ことりとフリックルの前にグラスが置かれる。淡い光に照らされた命の水は、静かにフリックルに語りかけてくる。
「……?それ、なんですか?そんなメニューありましたっけ?」
「フリックルのオリジナルメニューだよ。フリックルも疲れてるから、私とフリックルで考案した特製ドリンクを振舞ってるのさ」
「へぇぇ……。あたしも飲んでみたいです!」
フリックルの飲むウォッカのカクテルを飲んでみたいとピコラは言う。ピコラには内緒で製造する教主の密造酒。教主は表情を崩さないながらも、若干の焦りを感じた。
「ダメよ。あなたにはまだ早いわ」
「どうしてですか!あたしも飲みたいですよ!フリックル元師匠様!」
「まぁまぁ。私が特別に淹れてあげるよ」
「ちょ、ちょっと!中毒になったらどうするのよ!」
「ちゅーどく……?」
そう怒るフリックルを無視して、ウォッカの代わりに水とスパイス、はちみつと香料を入れてピコラに振舞う。見かけはフリックルに差し出したものとは変わらない特別なドリンクだ。

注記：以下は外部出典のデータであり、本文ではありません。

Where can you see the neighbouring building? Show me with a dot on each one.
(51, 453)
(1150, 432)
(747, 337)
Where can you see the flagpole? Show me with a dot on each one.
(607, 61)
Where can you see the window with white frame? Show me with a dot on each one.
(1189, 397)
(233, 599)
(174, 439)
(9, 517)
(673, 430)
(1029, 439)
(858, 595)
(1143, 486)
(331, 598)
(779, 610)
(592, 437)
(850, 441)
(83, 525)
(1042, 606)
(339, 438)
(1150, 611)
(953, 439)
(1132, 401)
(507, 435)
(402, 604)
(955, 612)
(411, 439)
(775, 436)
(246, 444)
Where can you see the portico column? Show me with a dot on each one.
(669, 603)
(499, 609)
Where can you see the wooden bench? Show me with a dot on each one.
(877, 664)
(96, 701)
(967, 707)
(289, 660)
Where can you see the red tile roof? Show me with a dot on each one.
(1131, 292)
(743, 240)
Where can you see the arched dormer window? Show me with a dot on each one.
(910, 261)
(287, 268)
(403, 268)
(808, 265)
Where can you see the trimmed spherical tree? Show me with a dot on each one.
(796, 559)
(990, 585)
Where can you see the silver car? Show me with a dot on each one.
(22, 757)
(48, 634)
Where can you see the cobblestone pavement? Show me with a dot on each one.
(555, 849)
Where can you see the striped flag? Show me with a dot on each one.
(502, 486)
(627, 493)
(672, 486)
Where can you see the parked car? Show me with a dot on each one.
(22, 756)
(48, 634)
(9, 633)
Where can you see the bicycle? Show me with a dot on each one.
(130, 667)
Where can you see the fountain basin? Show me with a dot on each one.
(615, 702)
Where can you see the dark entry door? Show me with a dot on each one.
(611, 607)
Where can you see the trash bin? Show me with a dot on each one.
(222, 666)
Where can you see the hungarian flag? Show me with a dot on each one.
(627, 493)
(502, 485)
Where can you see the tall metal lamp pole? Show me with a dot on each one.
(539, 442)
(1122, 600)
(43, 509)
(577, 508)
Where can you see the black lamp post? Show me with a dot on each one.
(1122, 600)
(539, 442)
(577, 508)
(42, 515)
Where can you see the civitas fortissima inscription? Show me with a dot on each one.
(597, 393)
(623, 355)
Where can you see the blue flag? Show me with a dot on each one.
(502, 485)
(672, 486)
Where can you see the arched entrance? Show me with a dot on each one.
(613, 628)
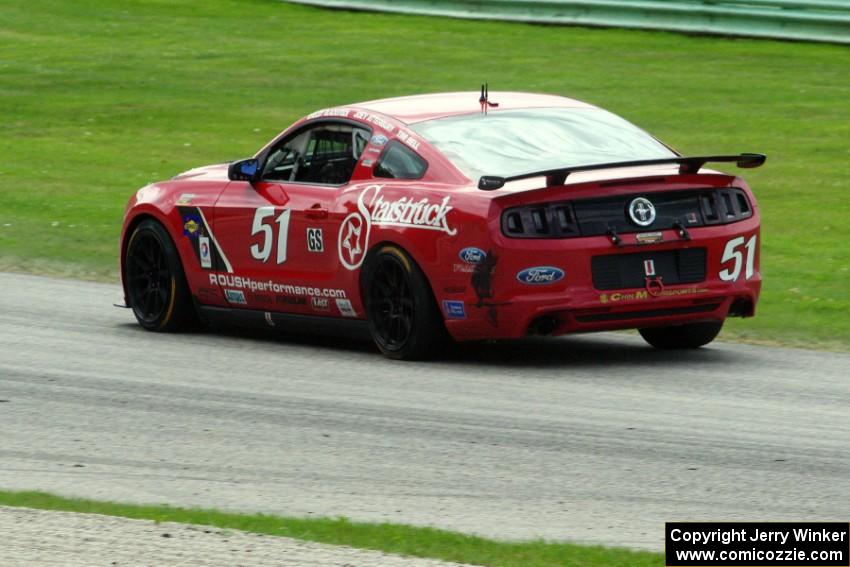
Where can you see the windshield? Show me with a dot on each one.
(513, 142)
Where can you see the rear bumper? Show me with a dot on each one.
(573, 304)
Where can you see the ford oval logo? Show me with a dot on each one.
(472, 255)
(540, 275)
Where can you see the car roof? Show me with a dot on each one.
(418, 108)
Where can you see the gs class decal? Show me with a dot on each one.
(315, 241)
(374, 210)
(740, 252)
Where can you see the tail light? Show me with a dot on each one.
(593, 217)
(549, 220)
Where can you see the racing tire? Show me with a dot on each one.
(156, 284)
(401, 310)
(692, 335)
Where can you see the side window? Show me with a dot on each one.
(325, 154)
(399, 162)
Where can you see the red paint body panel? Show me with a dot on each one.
(264, 253)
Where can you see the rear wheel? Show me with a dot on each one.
(156, 284)
(692, 335)
(403, 316)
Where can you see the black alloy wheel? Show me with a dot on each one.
(403, 317)
(156, 285)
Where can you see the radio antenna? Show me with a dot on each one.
(484, 100)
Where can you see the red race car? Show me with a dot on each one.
(459, 215)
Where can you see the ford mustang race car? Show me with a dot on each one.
(456, 215)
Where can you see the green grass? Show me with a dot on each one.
(98, 98)
(392, 538)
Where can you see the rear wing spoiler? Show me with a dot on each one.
(686, 165)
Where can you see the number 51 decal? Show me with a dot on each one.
(263, 252)
(747, 257)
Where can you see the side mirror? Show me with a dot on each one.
(244, 170)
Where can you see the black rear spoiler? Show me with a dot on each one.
(686, 165)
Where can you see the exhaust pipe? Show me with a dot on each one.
(543, 325)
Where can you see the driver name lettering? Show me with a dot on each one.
(373, 209)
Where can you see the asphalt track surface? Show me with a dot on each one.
(596, 438)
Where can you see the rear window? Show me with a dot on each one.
(513, 142)
(399, 162)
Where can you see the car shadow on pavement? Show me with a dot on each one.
(595, 350)
(592, 350)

「これがフリックル様がよく飲まれてる特製ドリンク……」
「…………」
フリックルが青い顔をして教主を見ている。元々かわいがってた愛弟子なだけあって、急性アルコール中毒になることを恐れているのだ。いくら正式な魔女であっても、まだ幼いピコラにはアルコールは危険な飲み物だ。元師匠としては当然の反応である。
「チビチビ……」
ニオイを嗅いだピコラが少しずつドリンクを味わう。やがて気に入ったのか、ゆっくりと味わうように、グラスの中を飲み干した。青い顔をして心配するフリックルをよそに、すっきりした顔で教主を見つめる。
「うーん、ちょっと甘いですけど、清涼感があっておいしいですね!けど、意外です。フリックル様がこういう飲み物がお好きだなんて!もっとスムージーみたいなモノを飲んでると思ってたんですけど、こんな一面があったなんて驚きです!」
「……?なんともないの……?」
「? どういうことですか?」
「い、いや……。なんでもないわ」
混乱するフリックルをよそに、ただの水とはちみつの混合物を飲んだピコラが不思議そうにフリックルを見つめている。そんな状況に耐えかねてか、フリックルはグラスのウォッカを一気飲みした。
「んぐっ……!」
「そんな飲み方をしたら危ないよ」
「ぷはっ……!あぁぁ……!効くわぁ……!」
「??? フリックル様、なんか変ですよ?」
「うるさいわよ!」
フリックルの荒い声にピコラが飛び跳ねる。何も知らないピコラを憐れむと同時に、しばらくは嘘を吐き続けなければならないと、教主は小さくため息を吐いた。